Friday, November 8, 2013

Plants Exhibit The Same Senses As Humans And See, Touch, Smell, Hear and Even Taste

Have you ever wondered what the grass under your feet feels, what an apple tree smells, or a marigold sees? Plants stimulate our senses constantly, but most of us never consider them as sensory beings too. In fact senses are extremely important to plants. Whatever life throws at them, they remain rooted to the spot - they cannot migrate in search of food, escape a swarm of locusts or find shelter from a storm. To grow and survive in unpredictable conditions, plants need to sense their environment and react accordingly. Some people may not be comfortable describing what plants do as seeing, hearing, smelling, tasting and touching. They certainly lack noses, eyes, ears, mouths and skin, but in what follows, I hope to convince you that the sensory world of plants is not so very different from our own.

 
Plants have scientifically been show to draw alternative sources of energy from other plants. Plants influence each other in many ways and they communicate through "nanomechanical oscillations" vibrations on the tiniest atomic or molecular scale or as close as you can get to telepathic communication. However, their sense and communication are measureable in very much the ways as are humans.

SIGHT

 

What do plants see? The obvious answer is that, like us, they see light. Just as we have photoreceptors in our eyes, they have their own throughout their stems and leaves. These allow them to differentiate between red and blue, and even see wavelengths that we cannot, in the far red and ultraviolet parts of the spectrum. Plants also see the direction light is coming from, can tell whether it is intense or dim and can judge how long ago the lights were turned off.

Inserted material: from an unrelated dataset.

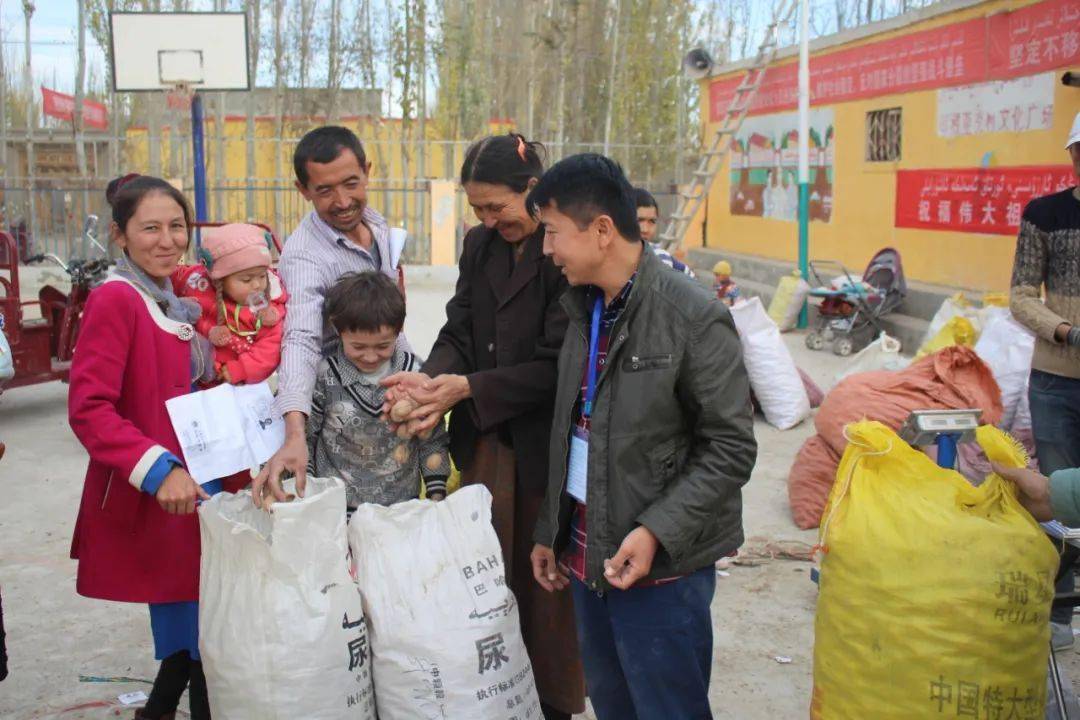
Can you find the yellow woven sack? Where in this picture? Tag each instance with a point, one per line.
(934, 598)
(785, 306)
(958, 331)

Studies have shown that plants bend to the light as if hungry for the sun's rays, which is exactly what they are. Photosynthesis uses light energy to turn carbon dioxide and water into sugar, so plants need to detect light sources to get food. We now know they do this using phototropins - light receptors in the membranes of cells in the plant's tip. Phototropins are sensitive to blue light. When they sense it, they initiate a cascade of signals that ends up modulating the activity of the hormone auxin. This causes cells on the shaded side of the stem to elongate, bending the plant towards the light.